IL DILEMMA POLITICO DI LONDRA
L’uscita della Gran Bretagna dall’Unione Europea (un problema che il governo di Londra credeva di potere affrontare con i considerevoli poteri di cui gode tradizionalmente l’esecutivo del Regno Unito) è improvvisamente diventata una imbrogliata crisi politica e costituzionale. Con una sentenza emessa ieri, l’Alta Corte britannica non riconosce al governo di Sua Maestà il diritto di avviare il negoziato con la Commissione di Bruxelles senza avere prima consultato la Camera dei Comuni e forse anche quella dei Lord. I referendum britannici sono consultivi e la necessità di una verifica parlamentare sarebbe legalmente giustificata. Ma il Primo Ministro replica che la convocazione di un referendum e i suoi quesiti erano già stati approvati da un voto dei Comuni; non sarebbe necessario quindi interpellare nuovamente i membri del Parlamento. Ma l’Alta Corte sembra sostenere che non è possibile modificare i diritti acquisiti dai cittadini britannici nell’ambito della Ue senza un dibattito parlamentare. Vi sarà un ricorso del governo e leggeremo di qui a qualche tempo, verosimilmente, un’altra sentenza. Ma il dramma di cui saremo spettatori nelle prossime settimane non sarà soltanto la prosecuzione di una vicenda ormai nota: se la Gran Bretagna voglia restare nell’Ue o uscirne. Sarà anche un duello fra politica e giustizia.
Non sarà il primo nelle democrazie occidentali. Abbiamo assistito a parecchi interventi della Corte Suprema americana contro le iniziative del presidente degli Stati Uniti.
Sorpresa L’uscita dall’Ue è una imbrogliata crisi politica e costituzionale Imprudenza Non sarà facile riparare il guasto provocato dall’ex premier Cameron
Sappiamo che la elezione di George W. Bush alla Casa Bianca nel novembre del 2000 è stata decisa in Florida dall’ordinanza di un giudice della Corte Suprema che aveva una evidente simpatia per il partito repubblicano. Sappiamo che il Tribunale costituzionale di Karlsruhe può bloccare per qualche mese la ratifica di un trattato della Repubblica federale nell’ambito dell’Unione Europea. Sappiamo che la Corte costituzionale italiana può cancellare una legge elettorale. Ma il caso britannico è quello di un Paese che non ha una carta costituzionale ed è giustamente noto per avere sempre sottratto l’Esecutivo e il Legislativo a condizionamenti esterni.
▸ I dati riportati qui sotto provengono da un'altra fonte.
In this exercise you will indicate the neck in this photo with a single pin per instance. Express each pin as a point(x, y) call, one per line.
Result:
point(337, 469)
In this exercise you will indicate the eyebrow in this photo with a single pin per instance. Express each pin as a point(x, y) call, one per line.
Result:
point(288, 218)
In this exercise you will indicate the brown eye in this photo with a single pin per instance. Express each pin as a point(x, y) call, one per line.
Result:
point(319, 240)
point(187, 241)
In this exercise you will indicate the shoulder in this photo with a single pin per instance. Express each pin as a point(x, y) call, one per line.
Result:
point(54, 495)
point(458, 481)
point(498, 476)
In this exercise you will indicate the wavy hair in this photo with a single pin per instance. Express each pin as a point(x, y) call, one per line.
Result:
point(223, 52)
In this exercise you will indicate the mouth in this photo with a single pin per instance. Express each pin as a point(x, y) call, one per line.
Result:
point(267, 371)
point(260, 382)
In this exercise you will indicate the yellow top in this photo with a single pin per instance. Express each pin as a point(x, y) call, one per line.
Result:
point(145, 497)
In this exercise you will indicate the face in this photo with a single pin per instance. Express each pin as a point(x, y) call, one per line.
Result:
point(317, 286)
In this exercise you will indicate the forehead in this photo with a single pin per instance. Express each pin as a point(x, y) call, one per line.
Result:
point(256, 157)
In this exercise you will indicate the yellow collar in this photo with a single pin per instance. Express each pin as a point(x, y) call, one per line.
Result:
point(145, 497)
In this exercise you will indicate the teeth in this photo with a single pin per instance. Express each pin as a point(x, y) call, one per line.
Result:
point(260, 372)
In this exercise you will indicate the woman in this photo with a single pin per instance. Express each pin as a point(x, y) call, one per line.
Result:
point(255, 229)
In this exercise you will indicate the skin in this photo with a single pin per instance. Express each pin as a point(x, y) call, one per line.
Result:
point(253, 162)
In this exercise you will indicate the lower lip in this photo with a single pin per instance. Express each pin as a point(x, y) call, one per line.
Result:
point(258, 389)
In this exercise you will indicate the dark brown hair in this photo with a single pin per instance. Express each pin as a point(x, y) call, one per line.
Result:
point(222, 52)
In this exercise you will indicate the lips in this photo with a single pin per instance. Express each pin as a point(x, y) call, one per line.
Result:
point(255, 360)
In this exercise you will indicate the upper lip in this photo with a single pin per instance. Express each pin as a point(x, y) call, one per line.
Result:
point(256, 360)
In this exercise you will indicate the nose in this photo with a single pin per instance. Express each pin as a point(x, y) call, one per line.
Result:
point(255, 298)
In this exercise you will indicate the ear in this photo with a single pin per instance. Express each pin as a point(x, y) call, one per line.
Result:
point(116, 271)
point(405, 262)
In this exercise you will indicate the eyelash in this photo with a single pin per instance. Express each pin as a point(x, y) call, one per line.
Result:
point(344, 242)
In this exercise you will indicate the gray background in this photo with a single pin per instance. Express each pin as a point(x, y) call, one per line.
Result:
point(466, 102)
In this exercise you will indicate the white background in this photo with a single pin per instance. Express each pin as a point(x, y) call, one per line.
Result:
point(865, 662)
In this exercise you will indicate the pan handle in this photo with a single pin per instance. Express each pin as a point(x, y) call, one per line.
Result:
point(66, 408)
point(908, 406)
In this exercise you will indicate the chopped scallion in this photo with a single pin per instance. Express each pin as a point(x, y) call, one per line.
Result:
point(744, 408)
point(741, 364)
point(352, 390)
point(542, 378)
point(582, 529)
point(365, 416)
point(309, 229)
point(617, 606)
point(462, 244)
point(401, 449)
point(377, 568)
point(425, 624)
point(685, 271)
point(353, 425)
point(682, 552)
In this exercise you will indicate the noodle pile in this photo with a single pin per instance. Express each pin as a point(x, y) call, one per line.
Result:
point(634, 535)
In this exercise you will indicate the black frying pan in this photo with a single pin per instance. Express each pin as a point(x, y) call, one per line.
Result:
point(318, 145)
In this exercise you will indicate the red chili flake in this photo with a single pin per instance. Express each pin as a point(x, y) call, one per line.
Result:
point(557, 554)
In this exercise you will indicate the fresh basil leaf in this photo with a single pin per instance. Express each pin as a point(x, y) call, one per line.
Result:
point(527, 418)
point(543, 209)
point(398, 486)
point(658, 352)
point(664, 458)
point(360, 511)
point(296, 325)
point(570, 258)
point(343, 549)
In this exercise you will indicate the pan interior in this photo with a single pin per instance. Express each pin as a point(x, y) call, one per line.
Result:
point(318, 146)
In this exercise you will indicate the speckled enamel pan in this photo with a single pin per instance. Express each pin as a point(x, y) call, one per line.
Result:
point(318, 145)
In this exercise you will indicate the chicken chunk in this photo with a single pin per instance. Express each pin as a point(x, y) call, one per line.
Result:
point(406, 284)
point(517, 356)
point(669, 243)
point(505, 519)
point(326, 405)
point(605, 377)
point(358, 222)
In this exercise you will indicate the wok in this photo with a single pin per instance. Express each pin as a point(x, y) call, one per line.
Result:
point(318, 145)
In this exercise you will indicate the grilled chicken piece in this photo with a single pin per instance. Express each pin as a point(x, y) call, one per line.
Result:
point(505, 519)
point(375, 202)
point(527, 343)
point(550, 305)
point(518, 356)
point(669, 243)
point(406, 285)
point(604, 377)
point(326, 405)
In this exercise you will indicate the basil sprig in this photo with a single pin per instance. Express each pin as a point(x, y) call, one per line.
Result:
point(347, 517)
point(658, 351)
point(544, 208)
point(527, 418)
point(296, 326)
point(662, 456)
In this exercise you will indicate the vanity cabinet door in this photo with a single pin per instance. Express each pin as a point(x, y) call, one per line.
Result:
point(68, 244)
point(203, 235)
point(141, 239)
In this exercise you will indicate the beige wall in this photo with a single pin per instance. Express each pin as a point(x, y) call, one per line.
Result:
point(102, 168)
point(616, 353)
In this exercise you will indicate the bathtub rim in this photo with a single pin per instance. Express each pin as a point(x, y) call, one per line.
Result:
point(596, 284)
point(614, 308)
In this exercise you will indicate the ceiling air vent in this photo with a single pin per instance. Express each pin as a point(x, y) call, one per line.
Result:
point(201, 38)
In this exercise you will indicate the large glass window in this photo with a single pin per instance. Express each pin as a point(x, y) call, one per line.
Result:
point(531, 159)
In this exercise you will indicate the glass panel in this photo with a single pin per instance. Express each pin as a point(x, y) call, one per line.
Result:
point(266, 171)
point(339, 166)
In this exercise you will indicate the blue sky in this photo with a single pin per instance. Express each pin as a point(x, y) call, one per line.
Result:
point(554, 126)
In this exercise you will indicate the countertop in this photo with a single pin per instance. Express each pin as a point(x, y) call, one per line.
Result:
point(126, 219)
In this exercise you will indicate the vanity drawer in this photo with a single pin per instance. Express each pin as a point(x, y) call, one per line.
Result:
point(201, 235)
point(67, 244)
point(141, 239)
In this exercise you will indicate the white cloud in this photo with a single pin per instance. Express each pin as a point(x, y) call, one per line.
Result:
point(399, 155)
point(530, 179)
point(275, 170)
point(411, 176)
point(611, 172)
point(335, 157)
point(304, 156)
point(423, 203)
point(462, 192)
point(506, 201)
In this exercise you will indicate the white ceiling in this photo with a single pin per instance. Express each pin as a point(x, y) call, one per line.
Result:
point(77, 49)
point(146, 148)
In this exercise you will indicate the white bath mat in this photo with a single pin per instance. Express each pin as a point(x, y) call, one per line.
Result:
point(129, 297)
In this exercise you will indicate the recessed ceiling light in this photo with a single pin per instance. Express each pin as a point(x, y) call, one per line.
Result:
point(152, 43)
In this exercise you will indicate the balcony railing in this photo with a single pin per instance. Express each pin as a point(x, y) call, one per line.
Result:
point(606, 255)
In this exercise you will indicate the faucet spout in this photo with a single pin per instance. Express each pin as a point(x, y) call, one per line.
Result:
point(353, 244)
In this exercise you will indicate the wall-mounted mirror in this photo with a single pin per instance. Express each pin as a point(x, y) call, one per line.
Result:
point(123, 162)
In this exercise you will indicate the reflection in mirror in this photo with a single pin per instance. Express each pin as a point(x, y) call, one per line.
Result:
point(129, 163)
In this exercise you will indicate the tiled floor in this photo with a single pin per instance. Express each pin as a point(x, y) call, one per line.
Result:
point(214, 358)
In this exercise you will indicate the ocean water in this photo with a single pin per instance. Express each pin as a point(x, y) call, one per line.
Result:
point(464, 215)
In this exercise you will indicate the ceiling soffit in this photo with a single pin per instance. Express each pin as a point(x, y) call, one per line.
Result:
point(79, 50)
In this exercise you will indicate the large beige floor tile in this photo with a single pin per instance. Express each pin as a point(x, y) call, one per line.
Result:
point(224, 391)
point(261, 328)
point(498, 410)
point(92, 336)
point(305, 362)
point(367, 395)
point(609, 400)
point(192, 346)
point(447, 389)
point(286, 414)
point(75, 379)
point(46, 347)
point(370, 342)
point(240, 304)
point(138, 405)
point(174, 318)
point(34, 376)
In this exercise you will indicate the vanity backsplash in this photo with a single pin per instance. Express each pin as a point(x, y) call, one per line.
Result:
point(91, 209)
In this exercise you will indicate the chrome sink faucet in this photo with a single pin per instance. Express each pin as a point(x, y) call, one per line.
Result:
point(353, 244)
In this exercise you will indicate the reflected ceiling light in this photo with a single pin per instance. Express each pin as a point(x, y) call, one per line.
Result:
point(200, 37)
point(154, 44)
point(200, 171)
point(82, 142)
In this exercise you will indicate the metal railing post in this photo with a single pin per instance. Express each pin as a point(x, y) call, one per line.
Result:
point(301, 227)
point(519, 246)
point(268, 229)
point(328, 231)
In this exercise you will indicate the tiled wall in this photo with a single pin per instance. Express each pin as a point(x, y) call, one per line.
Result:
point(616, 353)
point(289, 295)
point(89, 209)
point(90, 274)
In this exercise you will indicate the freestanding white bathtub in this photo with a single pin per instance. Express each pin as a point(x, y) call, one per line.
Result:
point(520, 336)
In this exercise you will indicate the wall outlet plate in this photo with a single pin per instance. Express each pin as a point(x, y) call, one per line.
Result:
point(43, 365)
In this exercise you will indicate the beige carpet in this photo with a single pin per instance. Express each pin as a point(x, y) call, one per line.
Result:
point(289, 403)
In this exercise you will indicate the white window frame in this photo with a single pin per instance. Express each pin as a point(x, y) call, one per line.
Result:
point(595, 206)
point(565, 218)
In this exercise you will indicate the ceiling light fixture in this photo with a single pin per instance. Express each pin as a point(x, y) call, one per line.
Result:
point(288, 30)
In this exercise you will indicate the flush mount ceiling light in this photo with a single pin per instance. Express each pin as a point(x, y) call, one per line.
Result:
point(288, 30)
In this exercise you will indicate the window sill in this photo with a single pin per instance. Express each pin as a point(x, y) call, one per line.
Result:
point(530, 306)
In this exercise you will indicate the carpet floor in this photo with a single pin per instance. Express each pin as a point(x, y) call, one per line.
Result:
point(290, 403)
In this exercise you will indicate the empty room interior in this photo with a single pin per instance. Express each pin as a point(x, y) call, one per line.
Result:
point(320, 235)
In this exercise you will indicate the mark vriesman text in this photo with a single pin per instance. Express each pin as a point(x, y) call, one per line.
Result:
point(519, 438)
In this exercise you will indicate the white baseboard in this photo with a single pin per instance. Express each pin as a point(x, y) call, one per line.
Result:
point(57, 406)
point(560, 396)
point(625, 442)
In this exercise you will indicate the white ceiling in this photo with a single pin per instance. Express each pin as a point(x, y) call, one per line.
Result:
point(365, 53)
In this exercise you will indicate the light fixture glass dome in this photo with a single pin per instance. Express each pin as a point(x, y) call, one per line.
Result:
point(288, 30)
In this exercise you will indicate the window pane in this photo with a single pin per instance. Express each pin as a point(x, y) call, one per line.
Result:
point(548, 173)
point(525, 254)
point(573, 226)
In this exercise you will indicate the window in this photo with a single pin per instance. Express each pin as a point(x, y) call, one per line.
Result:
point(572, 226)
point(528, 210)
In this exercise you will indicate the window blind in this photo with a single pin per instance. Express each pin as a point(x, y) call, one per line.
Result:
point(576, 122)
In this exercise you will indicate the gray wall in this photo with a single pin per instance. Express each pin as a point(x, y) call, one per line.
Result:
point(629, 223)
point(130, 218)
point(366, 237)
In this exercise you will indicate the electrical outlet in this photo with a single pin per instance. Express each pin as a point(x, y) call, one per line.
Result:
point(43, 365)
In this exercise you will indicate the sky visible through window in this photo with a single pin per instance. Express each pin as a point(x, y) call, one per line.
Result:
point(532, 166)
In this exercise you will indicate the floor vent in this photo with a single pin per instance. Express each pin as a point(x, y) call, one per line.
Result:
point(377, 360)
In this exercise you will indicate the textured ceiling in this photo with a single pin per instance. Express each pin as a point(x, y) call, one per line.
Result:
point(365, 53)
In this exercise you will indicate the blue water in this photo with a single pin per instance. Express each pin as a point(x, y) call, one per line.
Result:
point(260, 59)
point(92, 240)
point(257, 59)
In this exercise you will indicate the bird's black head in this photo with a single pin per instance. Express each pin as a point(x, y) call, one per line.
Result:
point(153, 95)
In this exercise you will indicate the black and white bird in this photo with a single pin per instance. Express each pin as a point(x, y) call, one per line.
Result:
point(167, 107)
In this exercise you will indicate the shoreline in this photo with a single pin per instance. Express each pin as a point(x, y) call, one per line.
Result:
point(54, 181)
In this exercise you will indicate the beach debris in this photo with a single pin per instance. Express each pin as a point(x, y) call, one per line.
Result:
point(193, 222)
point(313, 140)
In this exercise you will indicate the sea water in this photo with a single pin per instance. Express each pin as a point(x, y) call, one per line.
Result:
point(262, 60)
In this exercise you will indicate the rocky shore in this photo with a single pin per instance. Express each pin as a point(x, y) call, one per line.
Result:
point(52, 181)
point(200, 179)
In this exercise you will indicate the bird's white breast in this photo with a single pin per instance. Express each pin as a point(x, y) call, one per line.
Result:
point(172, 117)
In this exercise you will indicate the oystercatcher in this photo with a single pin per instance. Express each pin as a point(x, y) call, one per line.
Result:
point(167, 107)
Forse l’errore del Primo Ministro David Cameron, quando credette di potere ammansire con un referendum la fazione euroscettica del suo partito, fu di avere somministrato una dose di democrazia diretta a un Paese in cui la democrazia è sempre stata rigorosamente indiretta.
Non sarà facile riparare il guasto provocato dall’imprudenza
di Cameron. Se il governo di Theresa May non vincerà il ricorso, assisteremo a un dibattito parlamentare in cui verrà rimessa in discussione l’uscita della Gran Bretagna dalla Ue. Secondo calcoli fatti prima del referendum, i partigiani del Remain (quelli che non volevano uscire dall’Unione) erano più numerosi di quelli che volevano uscirne. È possibile che i dubbi dei mercati finanziari sul futuro della City e alcune stime negative sulle esportazioni della Gran Bretagna verso il mercato unico abbiano rafforzato il primo gruppo. Ma non è escluso che molti parlamentari, se dovessero scegliere fra il primato della politica e quello dei giudici, sceglierebbero la politica. La Commissione di Bruxelles, per il momento, potrà soltanto aspettare. Quando verrà il momento dei negoziati, tuttavia, sarà bene evitare concessioni che permettano alla Gran Bretagna di restare nel mercato unico senza rispettare gli altri obblighi dei Trattati europei. Ciò che sta accadendo in queste ore conferma che sarà sempre un difficile compagno di viaggio.